The promise of machine translation has languished since the 1950s, when IBM and Georgetown University collaborated on a system to translate Russian into English. Despite repeated predictions of true MT being just around the corner, we remain wholly dependent on human translators for high-quality translations. Current MT can provide quick and dirty translations, gisting of lengthy documents, and even handle simple material with a well-defined grammar and vocabulary, but that's the limit.
The question is: will statistical machine translation do any better? The approach here is to use the vast amounts of parallel texts now available on the Web as a resource for statistical processing to find likely matches, and use Bayesian probability analysis when an exact match cannot be found. Google, of course, is deeply involved in this, as is Microsoft and the other major players in the IT industry.
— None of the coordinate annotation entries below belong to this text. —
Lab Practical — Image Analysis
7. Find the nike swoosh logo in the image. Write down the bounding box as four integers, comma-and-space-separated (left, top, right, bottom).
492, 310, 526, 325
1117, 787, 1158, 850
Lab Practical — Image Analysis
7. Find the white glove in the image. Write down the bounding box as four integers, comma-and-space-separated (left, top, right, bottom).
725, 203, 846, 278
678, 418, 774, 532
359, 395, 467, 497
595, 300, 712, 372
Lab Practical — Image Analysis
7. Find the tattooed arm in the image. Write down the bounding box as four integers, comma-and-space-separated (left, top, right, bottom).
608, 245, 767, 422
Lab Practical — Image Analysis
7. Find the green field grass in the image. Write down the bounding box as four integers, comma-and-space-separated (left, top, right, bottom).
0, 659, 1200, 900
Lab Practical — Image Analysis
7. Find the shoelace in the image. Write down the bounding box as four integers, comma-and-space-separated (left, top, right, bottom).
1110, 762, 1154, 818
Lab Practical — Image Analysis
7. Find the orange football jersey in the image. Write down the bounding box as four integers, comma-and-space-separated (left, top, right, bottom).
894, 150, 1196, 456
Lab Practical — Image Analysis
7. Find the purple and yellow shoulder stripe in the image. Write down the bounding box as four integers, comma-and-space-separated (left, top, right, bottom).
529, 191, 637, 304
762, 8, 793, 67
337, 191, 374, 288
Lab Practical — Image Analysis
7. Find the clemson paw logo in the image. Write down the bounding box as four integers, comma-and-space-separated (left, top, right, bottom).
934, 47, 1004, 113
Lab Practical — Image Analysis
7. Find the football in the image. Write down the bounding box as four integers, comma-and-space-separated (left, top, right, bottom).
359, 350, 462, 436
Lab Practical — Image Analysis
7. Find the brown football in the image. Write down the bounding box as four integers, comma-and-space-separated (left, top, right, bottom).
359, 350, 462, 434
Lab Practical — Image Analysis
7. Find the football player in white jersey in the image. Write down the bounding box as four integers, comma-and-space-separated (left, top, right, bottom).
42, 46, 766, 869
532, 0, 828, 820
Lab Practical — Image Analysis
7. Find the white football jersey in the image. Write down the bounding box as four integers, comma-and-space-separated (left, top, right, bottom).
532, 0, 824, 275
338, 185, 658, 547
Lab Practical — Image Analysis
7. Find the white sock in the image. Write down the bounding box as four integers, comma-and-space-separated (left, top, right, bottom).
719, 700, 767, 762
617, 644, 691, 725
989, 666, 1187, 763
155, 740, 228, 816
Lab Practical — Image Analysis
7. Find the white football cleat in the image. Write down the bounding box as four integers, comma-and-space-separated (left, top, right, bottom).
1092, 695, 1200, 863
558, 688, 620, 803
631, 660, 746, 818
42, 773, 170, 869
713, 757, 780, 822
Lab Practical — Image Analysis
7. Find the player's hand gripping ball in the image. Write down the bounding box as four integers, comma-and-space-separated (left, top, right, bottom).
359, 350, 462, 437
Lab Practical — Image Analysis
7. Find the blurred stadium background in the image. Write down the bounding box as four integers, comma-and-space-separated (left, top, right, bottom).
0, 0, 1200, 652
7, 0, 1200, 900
MT has been a potential killer app for more than a decade, though no product has reached the market so far.
The statistical approach makes several risky assumptions. First, the parallel texts found on the Web are actually good translations, something that without human review will remain unknown, though the greater the number of texts, the more likely this issue will be minimized. Second, the text to be translated contains no new words, phrases, idioms, slang, or terminology, all of which will be subject to the vagaries of statistical analysis, and likely produce some amusing and some misleading results. Third, the statistical approach ignores, as do other approaches, input from linguists and translators. IBM's Deep Blue was carefully and thoroughly trained by chess experts, which in turn led to its ability to defeat Garry Kasparov in 1997. A similar approach in the development of MT is lacking.
Statistical machine translation has its champions, particularly Kevin Knight, founder of Language Weaver, the only statistical MT company around now. It also has its detractors: Systran, a traditional MT company, as well as the ATA, which believes that MT is all hype with no hope, and Keith Devlin, head of Stanford University's Center for the Study of Language and Information, who believes that human-level translation is not achievable by machines.
So what does the future hold? First, machine translation and machine-assisted translation software that makes translators' work go more smoothly and quickly. Second, incremental improvements in translation memories, online glossaries, parallel text processing (statistical or otherwise), and rules used in MT software. Finally, if we ever do create a sentient, artificial intelligence, that may be able to translate at or even above a human's level. But that future is far off.